Os técnicos avaliam ainda uma segunda multa, no valor de R$ 6 milhões, por falta de “acurácia” no inventário dos insumos em saúde, e uma advertência por falhas em transporte de material biológico de um Lacen (Laboratório Central de Saúde Pública).

O contrato com a VTCLog tem previsão de cinco anos, até 2023, com valor anual de R$ 97 milhões. Aditivos foram firmados, e a pasta já previa, em julho de 2020, que o valor chegaria a R$ 730,2 milhões.

A Saúde afirmou que a contratação seguiu os procedimentos legais necessários e que os contratos assinados estão de acordo com o que preconiza o parecer jurídico.

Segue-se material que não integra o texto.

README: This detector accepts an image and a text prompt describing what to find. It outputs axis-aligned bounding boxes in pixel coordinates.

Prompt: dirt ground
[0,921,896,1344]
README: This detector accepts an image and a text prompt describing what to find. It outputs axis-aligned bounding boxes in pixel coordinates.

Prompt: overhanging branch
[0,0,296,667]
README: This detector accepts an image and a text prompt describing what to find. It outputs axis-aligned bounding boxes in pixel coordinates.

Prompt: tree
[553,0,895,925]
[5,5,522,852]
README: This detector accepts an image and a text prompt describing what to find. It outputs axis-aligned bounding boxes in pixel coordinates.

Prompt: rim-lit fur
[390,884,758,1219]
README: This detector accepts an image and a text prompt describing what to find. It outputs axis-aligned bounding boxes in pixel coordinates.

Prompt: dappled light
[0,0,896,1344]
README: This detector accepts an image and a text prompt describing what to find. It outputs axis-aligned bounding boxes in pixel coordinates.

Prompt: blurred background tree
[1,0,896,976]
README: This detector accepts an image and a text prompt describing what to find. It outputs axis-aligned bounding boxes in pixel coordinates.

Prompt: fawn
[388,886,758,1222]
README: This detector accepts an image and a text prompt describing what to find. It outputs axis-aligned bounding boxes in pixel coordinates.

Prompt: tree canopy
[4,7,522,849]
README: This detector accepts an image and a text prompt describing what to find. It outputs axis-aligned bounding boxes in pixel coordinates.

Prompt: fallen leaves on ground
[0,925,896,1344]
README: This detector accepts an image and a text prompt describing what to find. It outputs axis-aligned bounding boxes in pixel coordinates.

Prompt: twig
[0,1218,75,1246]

“Todos os contratos deste ministério são acompanhados e fiscalizados por equipes designadas para tal.”

A IBL ofertou o menor preço e houve análise dos custos de entregas anteriores, mas “não há preços para comparação”, por se tratar de doses de vacinas a serem mantidas e transportadas entre -90ºC e -60ºC, segundo o ministério.

“Utilizamos todos os parâmetros da instrução normativa de pesquisa de preços do Ministério da Economia, para a escolha da proposta mais vantajosa para a administração”, disse.

A IBL afirmou que os serviços de distribuição e acondicionamento das vacinas estão ocorrendo com altos padrões de segurança, que foram exigidos no chamamento público com dispensa de licitação.

“Estamos mantendo um contingente considerável de profissionais do mais alto gabarito, a postos para garantir o atendimento de quaisquer demandas. Todas as etapas sob a nossa responsabilidade foram cumpridas com excelência, sem qualquer prejuízo ou risco à qualidade das vacinas”, disse.

Segundo a empresa, não houve comprometimento da integridade das vacinas por perda de temperatura.